Of course, you can guarantee that you have appropriate limits for your count-based data by simply using the *XmR* chart to begin with. The empirical approach will always be right.

## Comments

## XmR and Run Charts

Specialty charts are indeed more difficult to utilize and validate. In the many years that I used charts, I found that people understand the XmR chart and Run Charts (median = centerline) much more readily that others. The XmR chart has been descrivbed as the "Swiss Army Knife of Process Behavior Charts by Dr. Wheeler, and I have always found that to be the case.

## XmR vs c, np, p, u

I have found that varying limits in p/u charts cause people to start questioning why the limits vary and how the limits were calculated, which diverts attention from what the chart is telling us.

In the XmR chart, people often wonder why we need a Range chart, but the flat UCL/LCL are not cause for concern. The range chart is easy to explain (differences between points) and the X chart is the actual data.

In the

Health Care Data Guide,Provost and Murray argue that p and u charts are more sensitive to special causes, but in my own experience this is more an exception than a rule.So, as Donald has pointed out before, the XmR chart is the

Swiss Army Knifeof control charts. It works well and is easy to use. Best of all, people only have to understand one type of chart which makes it easier to train leaders and managers who have never seen an XmR chart before.Any SPC software will calculate and display these charts effortlessly. Start using the XmR chart. You'll be surprised by how versatile it is.

## CUSUM EWMA

Is XmR chart better than a CUSUM or a EWMA chart?

## Reply for NCOSTA

CUSUM and EWMA are both slower to detect a change than is the XmR chart.

I have written complete chapters on each of these techniques in my Advanced Topics in SPC textbook.

For more information contact me directly.

## Defectives versus defects

I was taken aback by this article because I had been taught for years that attribute data had to be charted using a chart based on a binomial or Poisson distribution because it was attribute and not variable data. I still do not understand (and your fine article does not reference it) the distinction in the distributional assumption between a defective and a defect and how while different distributions apply (and the formulas for control limits are different) an IX-MR chart can be used for any set of data, attribute or variable and no matter whether it refers to defects or defectives in the count. Would appreciate further understanding as much of what I took as truth has been shaken by your article.

## Reply for Ted

Good question.
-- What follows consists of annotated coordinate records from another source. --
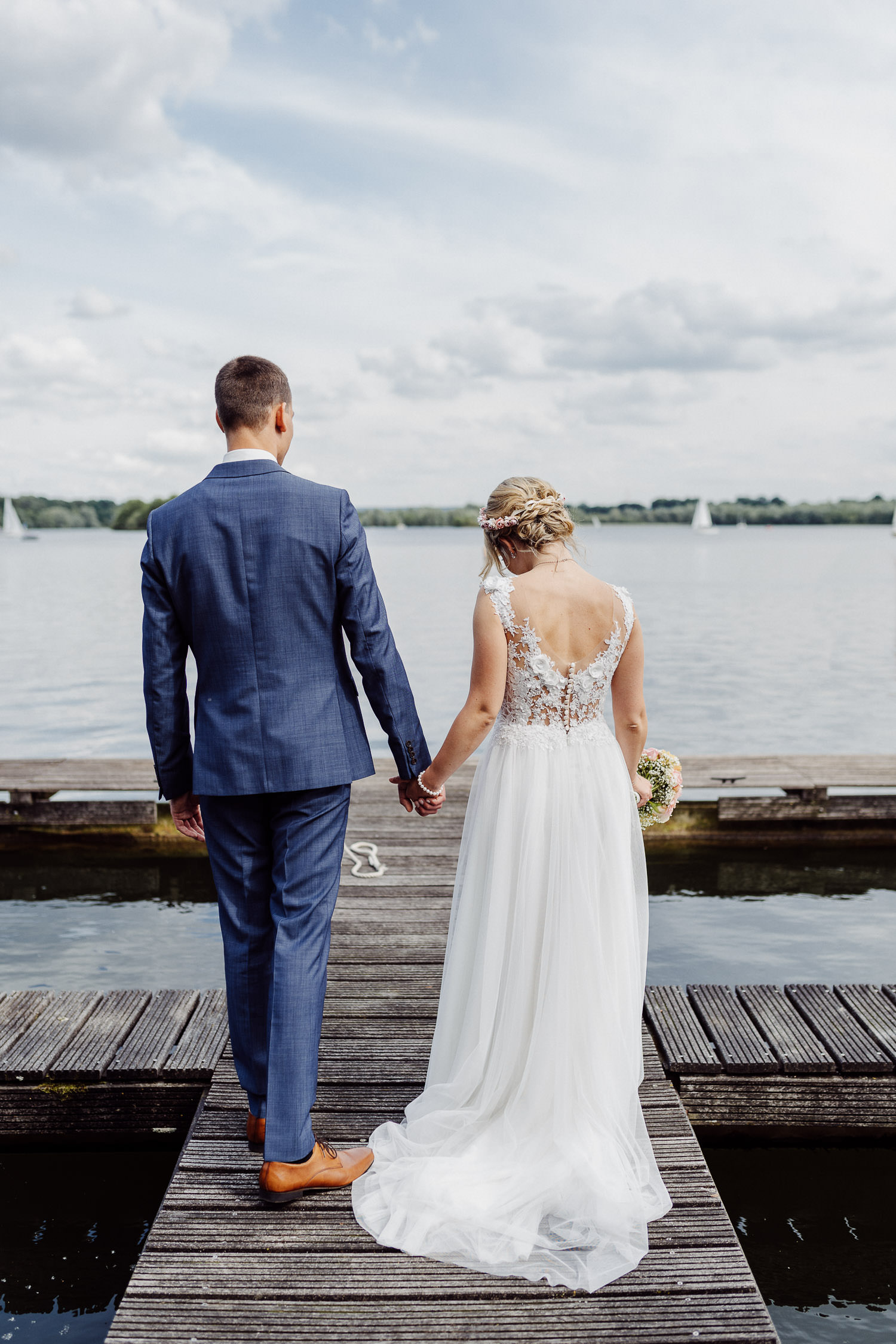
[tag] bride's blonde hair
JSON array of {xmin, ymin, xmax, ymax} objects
[{"xmin": 480, "ymin": 476, "xmax": 575, "ymax": 578}]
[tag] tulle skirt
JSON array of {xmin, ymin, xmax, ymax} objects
[{"xmin": 352, "ymin": 723, "xmax": 670, "ymax": 1291}]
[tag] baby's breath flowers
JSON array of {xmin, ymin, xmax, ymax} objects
[{"xmin": 638, "ymin": 747, "xmax": 682, "ymax": 831}]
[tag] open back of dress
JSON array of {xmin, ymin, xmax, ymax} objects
[{"xmin": 352, "ymin": 578, "xmax": 670, "ymax": 1291}]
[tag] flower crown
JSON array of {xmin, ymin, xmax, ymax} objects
[
  {"xmin": 480, "ymin": 508, "xmax": 520, "ymax": 532},
  {"xmin": 480, "ymin": 495, "xmax": 567, "ymax": 532}
]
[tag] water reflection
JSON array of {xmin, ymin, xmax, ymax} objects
[
  {"xmin": 702, "ymin": 1144, "xmax": 896, "ymax": 1344},
  {"xmin": 648, "ymin": 848, "xmax": 896, "ymax": 898},
  {"xmin": 0, "ymin": 854, "xmax": 215, "ymax": 903},
  {"xmin": 0, "ymin": 1152, "xmax": 176, "ymax": 1344},
  {"xmin": 0, "ymin": 849, "xmax": 896, "ymax": 992}
]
While counts are discrete, this discreteness does not get in the way of the computations until the average count per time peiod falls below 1. So whether we are counting items or events will affect which of the speciality charts we use, it doens not interfere with the empirical computations of the XmR chart. The use of generic, fixed-width, three sigma limits is sufficiently conservative to free us from the necessity of specifying a probability model and computing limits with a fixed probability of exceedance. Shewhart's approach is completely different from the approach of traditional statistical inference. So, as illustrated, when the speciality charts are appropriate, the XmR chart will mimic them. But when they are not appropriate, the XmR chart will still be right.

## Use of speciality charts

So I take it that the gist of your message is- if it ain't broke don't try to fix it?